Digestmap’s Python bindings#

A digestmap is an efficient mapping of content hashes (from SWHID to SHA1). Designed after a hash conversion service idea.

The Python package documented below contains bindings with the Rust crate swh-digestmap. Use the crate to create a digestmap.

Direct use#

from swh.digestmap import DigestMap
digestmap = DigestMap("dest_folder")
digestmap.sha1_from_swhid("swh:1:cnt:0000000000000000000000000000000000000004")

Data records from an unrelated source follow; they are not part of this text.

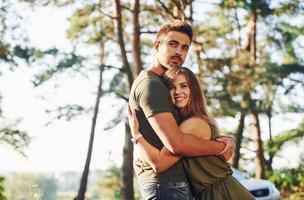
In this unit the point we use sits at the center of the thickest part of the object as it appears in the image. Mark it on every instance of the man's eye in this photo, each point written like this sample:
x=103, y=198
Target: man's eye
x=184, y=86
x=170, y=87
x=172, y=44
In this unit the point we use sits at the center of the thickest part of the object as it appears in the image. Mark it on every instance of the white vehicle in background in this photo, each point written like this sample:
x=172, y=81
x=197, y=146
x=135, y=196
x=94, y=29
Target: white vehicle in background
x=261, y=189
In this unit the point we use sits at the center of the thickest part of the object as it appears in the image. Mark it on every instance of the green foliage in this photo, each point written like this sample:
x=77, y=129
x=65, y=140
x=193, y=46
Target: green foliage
x=109, y=185
x=31, y=187
x=67, y=61
x=288, y=180
x=15, y=138
x=2, y=196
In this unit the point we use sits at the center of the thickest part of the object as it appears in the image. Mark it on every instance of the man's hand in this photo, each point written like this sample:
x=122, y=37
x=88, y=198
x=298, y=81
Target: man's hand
x=133, y=122
x=227, y=152
x=138, y=166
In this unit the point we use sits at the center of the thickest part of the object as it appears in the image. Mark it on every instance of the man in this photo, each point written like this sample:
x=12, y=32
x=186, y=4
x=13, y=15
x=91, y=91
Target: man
x=158, y=118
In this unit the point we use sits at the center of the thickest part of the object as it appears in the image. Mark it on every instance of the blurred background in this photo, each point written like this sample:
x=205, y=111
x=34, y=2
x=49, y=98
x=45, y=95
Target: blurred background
x=67, y=68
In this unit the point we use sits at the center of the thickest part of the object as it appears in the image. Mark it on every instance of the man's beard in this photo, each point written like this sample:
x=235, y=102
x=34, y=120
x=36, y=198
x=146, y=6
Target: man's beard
x=169, y=66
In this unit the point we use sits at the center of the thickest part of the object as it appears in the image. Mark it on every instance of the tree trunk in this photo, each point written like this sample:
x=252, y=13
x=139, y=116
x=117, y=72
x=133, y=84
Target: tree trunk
x=251, y=37
x=238, y=141
x=136, y=36
x=127, y=191
x=85, y=174
x=260, y=169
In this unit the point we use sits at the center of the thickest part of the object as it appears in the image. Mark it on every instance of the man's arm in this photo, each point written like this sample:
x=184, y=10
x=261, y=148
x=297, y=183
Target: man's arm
x=177, y=142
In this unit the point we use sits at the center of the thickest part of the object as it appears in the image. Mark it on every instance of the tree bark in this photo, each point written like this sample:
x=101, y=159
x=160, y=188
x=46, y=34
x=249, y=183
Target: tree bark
x=136, y=36
x=85, y=174
x=127, y=191
x=260, y=167
x=238, y=141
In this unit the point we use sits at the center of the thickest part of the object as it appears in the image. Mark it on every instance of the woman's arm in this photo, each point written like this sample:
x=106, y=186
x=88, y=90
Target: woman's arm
x=160, y=160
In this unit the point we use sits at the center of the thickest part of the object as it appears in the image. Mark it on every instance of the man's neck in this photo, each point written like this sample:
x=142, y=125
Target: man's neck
x=157, y=68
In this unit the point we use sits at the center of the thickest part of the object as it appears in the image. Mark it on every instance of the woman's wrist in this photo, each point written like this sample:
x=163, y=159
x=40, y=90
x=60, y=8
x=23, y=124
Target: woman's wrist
x=136, y=137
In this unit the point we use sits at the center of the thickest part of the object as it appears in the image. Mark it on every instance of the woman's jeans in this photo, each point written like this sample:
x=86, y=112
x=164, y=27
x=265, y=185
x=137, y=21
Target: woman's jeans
x=166, y=191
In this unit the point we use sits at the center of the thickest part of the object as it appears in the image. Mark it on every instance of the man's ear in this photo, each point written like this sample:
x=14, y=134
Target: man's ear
x=156, y=44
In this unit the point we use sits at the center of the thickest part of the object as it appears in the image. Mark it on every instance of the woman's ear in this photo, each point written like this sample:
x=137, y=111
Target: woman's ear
x=156, y=44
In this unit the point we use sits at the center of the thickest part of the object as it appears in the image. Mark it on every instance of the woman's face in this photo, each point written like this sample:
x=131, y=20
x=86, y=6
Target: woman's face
x=179, y=91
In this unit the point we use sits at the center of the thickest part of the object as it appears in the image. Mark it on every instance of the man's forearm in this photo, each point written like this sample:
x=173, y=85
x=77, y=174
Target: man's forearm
x=191, y=146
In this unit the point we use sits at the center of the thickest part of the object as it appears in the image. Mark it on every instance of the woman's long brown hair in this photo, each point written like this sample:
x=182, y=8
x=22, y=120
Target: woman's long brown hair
x=197, y=105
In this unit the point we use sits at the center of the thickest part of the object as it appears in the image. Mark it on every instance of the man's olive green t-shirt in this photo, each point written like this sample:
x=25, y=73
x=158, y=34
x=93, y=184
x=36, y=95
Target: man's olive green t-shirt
x=150, y=96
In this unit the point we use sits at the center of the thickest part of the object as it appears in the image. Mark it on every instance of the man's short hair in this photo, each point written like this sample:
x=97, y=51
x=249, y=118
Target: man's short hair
x=176, y=25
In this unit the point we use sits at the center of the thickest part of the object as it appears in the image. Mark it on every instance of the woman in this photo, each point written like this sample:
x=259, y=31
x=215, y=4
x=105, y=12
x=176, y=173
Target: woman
x=209, y=177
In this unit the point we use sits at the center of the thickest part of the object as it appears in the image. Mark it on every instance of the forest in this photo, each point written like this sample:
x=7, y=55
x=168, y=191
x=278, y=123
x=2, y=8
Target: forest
x=247, y=54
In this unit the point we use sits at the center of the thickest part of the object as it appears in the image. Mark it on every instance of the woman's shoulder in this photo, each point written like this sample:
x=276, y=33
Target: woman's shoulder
x=196, y=126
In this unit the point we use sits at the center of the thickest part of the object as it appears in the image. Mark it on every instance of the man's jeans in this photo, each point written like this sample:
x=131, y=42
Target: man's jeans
x=166, y=191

found = digestmap.content_get([b"0000000000000000000000000000000000000004"], algo="sha1_git")
if found and found[0]:
    hashes_dict = found[0].hashes()

Use as a Software Heritage storage backend#

The Python package will register digestmap as a Software Heritage storage backend. However it only partially implements swh.storage.interface.StorageInterface.content_get(): returned content objects should only be used to fetch .hashes() as in the example above. Note that the returned dict will only contain hashes known to the digestmap, sha1 and sha1_git. If you are not bothered by these limitations (for example, you’re using swh-fuse ) It can be configured as such:

storage:
  cls: digestmap
  path: "/path/to/digestmap/folder"

Publicly-available digestmaps#

Some digestmaps matching some graph exports are available online. Those can be downloaded with:

aws s3 cp --no-sign-request --recursive [PATH] .
Available digestmaps#

Graph class

Graph name

Path

Size

Full

2025-05-18

s3://softwareheritage/derived_datasets/2025-05-18/digestmap

1.1TB

Teaser

2025-05-18-popular-1k

s3://softwareheritage/derived_datasets/2025-05-18-popular-1k/digestmap/

4.8GB

Teaser

2023-09-06-popular-1k

s3://softwareheritage/derived_datasets/2023-09-06-popular-1k/digestmap/

2.6GB

Full

2024-12-06

s3://softwareheritage/derived_datasets/2024-12-06/digestmap/

917GB

Develop#

pip install -r requirements-swh.txt
pip install -r requirements-test.txt
pip install .
pytest

We test via pytest because the DigestMap binding needs a Python able to import swh.model.model.

Package with cibuildwheel . from the repository’s root.